Três filhos de S. João da Madeira, industriais radicados no Porto, tinham doado o belo portão da entrada principal do hospital; os dois outros filhos mais ilustres a viver no Rio, o visconde e o comendador, tinham oferecido todo o mobiliário e roupa para a enfermaria. Os eleitores da mesa que seguissem os modelos. Ou seja: ´Deviam votar, pois, com ciência e consciência; e depois de eleita a mesa, ajudá-la com toda a lealdade e franqueza a vencer as dificuldades futuras, que não vão ser poucas nem pequenas, devido sobretudo à terrível situação económica que atravessamos, completamente anormal e cheia de imprevistos´. Parente desfavorecido, o nosso diretor das escolas também apareceu para falar na urgência de abrir novas salas de aula e de organizar a assistência escolar aos filhos menores dos operários, a maioria dos quais não ia à escola. A fim de aprontar algum dinheiro, António Francisco Nogueira apresentou à opinião pública uma sugestão módica e acessível para resolver o problema: a de ´cada operário contribuir com trinta centavos por cada feria, ficando em depósito na empresa. Esta, por sua vez, adicionará dez por cento do mesmo depósito´. Para quê?
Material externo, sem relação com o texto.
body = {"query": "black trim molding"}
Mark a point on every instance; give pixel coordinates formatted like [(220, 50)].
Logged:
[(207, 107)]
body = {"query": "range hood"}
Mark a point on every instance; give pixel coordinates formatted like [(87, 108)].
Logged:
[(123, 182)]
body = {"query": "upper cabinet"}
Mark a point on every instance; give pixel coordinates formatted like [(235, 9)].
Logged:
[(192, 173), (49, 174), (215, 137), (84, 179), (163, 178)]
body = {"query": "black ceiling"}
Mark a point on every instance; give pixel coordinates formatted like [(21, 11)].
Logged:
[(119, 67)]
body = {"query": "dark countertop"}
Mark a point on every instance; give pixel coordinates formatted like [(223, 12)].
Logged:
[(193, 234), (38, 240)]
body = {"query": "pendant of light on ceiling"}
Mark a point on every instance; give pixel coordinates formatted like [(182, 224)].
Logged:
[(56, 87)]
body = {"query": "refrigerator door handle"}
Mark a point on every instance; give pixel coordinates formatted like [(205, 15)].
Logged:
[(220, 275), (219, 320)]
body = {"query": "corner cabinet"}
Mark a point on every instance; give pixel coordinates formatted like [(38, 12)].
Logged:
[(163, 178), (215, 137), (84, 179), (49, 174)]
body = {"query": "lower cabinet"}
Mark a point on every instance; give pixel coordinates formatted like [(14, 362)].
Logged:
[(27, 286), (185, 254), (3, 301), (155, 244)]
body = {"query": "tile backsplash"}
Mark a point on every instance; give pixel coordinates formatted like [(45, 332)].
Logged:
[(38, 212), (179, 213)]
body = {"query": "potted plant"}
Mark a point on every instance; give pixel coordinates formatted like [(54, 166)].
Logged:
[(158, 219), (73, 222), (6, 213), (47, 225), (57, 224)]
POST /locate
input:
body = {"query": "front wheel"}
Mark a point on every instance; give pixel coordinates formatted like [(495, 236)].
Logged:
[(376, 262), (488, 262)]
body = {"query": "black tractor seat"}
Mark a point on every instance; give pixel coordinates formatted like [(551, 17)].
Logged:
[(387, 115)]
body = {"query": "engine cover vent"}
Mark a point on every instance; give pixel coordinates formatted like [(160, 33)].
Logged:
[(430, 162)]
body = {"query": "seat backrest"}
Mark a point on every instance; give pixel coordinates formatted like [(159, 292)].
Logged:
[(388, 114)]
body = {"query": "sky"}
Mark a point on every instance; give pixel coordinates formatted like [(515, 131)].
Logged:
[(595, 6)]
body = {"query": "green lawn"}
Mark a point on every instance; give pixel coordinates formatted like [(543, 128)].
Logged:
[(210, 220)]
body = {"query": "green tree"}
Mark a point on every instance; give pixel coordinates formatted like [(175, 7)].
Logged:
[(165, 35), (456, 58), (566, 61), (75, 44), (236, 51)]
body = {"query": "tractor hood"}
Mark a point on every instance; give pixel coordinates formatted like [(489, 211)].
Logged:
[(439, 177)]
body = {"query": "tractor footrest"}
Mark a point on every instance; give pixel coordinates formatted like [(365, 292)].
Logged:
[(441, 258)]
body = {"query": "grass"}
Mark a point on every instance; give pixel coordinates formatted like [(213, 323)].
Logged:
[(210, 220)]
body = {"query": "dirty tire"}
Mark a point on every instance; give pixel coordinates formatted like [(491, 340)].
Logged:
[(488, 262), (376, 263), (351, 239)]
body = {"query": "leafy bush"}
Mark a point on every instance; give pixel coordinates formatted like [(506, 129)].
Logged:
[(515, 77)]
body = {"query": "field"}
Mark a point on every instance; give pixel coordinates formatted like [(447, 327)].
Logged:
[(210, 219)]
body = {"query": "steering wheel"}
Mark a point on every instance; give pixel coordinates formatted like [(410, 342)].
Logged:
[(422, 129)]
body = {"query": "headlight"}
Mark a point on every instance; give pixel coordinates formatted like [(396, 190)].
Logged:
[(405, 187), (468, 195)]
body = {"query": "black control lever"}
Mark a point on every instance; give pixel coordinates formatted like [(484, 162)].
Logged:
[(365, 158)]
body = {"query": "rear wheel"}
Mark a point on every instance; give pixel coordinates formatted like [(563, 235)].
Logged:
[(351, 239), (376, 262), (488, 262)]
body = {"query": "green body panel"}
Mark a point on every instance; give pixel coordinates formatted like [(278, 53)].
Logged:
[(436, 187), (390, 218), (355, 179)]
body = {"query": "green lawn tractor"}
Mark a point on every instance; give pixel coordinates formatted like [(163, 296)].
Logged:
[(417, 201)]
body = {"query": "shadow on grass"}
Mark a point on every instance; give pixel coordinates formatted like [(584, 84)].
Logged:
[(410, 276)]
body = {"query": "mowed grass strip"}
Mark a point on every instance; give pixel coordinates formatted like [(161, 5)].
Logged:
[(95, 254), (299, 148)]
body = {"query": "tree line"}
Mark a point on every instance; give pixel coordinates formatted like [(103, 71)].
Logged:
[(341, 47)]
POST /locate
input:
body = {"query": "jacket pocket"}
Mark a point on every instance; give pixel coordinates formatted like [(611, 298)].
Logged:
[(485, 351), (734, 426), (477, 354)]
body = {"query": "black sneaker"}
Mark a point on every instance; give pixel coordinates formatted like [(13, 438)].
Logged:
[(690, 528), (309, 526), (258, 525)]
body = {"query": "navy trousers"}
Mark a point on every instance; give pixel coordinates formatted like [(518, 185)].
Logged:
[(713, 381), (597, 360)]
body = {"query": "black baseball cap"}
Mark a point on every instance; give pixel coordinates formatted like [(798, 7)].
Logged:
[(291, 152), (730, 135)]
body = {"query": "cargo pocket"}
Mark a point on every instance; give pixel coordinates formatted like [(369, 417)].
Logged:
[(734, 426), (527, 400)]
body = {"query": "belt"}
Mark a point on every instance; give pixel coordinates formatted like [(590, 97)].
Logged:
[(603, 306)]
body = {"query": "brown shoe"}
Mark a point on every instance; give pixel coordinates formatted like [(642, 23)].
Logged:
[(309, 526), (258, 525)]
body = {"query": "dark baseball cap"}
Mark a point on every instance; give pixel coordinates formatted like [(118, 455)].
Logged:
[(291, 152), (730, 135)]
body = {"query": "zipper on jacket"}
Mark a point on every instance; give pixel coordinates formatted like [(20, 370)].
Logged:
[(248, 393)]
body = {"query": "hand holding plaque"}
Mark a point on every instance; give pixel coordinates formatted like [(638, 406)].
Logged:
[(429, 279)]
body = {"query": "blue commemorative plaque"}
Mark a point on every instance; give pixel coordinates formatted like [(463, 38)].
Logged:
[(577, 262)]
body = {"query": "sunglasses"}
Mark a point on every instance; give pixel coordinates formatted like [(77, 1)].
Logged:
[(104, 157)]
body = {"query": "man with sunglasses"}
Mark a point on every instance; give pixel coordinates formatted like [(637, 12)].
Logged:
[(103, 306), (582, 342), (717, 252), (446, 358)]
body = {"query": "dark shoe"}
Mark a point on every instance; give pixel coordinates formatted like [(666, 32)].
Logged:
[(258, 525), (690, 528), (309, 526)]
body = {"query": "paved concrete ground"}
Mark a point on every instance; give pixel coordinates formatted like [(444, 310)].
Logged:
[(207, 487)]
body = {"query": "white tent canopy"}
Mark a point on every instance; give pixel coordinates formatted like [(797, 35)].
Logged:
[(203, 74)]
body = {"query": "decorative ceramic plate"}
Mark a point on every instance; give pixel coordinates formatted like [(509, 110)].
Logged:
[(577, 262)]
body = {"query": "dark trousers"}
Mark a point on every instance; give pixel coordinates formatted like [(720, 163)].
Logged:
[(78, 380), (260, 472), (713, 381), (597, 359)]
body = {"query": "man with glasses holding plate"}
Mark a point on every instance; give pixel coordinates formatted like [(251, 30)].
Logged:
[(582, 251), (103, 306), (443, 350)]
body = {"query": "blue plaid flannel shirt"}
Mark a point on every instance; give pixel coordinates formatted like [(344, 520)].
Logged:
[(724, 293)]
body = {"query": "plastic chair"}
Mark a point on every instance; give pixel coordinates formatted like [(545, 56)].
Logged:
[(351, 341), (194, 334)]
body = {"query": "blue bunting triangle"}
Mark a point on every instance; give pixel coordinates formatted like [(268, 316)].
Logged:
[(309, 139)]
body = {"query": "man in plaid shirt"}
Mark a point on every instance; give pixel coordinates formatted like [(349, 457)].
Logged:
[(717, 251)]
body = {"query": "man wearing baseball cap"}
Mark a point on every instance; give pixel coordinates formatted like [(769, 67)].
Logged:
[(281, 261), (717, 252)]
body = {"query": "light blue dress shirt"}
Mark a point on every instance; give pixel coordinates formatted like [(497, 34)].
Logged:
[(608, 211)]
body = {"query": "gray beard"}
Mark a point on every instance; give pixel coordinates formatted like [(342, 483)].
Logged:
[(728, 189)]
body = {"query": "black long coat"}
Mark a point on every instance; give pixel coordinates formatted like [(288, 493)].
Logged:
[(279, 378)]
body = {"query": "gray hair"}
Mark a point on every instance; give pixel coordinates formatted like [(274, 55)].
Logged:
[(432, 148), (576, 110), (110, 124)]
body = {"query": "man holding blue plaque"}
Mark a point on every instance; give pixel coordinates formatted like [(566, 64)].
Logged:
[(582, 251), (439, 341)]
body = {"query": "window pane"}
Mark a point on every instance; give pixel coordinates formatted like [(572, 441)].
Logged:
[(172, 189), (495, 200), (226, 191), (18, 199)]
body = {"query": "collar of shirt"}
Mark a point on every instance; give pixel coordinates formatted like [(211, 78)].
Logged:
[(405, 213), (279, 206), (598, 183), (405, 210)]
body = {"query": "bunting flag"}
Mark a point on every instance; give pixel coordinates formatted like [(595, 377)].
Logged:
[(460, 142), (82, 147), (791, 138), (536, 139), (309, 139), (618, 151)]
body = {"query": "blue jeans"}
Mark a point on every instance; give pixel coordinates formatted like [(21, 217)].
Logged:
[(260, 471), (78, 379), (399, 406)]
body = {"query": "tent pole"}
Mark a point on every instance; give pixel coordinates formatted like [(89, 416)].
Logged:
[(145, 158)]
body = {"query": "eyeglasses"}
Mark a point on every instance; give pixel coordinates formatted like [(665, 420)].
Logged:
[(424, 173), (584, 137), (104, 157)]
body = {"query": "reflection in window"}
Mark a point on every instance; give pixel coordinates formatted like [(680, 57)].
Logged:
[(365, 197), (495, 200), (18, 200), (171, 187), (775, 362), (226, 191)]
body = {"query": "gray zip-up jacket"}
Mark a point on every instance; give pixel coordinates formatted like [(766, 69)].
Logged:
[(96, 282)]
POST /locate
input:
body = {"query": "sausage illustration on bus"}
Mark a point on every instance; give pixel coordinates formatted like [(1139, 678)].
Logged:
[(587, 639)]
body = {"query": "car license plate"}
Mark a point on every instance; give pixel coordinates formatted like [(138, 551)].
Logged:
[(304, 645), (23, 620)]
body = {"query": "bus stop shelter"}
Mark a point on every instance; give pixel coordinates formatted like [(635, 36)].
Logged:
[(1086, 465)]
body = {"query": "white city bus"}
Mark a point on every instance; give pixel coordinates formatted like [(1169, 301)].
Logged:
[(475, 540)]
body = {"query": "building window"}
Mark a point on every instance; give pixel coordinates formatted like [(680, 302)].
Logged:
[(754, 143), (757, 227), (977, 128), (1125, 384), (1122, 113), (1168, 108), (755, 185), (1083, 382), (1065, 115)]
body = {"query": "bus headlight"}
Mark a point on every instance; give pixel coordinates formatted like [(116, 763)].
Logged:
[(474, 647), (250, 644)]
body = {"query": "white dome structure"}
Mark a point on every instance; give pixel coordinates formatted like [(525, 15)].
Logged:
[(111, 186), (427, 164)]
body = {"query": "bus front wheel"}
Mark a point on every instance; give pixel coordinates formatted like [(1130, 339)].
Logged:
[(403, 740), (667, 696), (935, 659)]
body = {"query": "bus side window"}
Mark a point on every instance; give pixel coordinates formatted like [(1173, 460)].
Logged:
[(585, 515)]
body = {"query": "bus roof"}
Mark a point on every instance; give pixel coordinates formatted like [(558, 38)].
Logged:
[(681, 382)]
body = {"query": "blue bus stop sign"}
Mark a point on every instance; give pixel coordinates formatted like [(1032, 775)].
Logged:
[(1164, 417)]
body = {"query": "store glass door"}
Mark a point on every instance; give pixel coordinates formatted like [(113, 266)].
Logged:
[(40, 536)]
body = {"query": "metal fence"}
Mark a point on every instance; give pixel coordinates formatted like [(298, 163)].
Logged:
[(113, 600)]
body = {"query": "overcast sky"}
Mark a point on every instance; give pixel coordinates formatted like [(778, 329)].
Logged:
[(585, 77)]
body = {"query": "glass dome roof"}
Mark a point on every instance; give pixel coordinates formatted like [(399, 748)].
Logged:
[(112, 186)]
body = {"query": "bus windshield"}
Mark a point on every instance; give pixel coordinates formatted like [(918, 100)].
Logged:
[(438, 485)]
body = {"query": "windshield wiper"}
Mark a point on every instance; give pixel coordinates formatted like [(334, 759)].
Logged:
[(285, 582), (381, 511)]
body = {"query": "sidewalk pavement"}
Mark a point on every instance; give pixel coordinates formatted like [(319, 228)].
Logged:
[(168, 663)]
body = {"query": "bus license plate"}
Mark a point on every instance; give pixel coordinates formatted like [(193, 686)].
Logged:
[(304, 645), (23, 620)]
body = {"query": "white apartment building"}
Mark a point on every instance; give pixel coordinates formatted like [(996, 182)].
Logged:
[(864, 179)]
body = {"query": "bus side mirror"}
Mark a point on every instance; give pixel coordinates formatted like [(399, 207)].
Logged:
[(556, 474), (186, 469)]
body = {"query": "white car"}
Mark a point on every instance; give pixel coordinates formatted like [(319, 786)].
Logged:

As verbas obtidas seriam destinadas à compra dos livros e vestuário dos filhos menores dos operários enquanto frequentassem a escola; e a dar-lhes uma refeição diária nos dias não feriados. Num primeiro momento, como acontecera com o hospital de Luiz Ribeiro, as somas recebidas de operários e patrões, assim como os donativos de outros beneméritos, seriam aplicadas na construção, montagem e equipamento de um novo edifício escolar, higiénico e adequado para dar aulas, e só depois despendidas no vestuário, nos livros e na cantina com refeições gratuitas. O diretor das escolas procurava ser insinuante e persuasivo: aqueles tostões, tirados da féria semanal de cada operário, resumiam-se, durante o ano, a uma soma de três ou quatro dias de trabalho. Coisa pouca, sendo assim.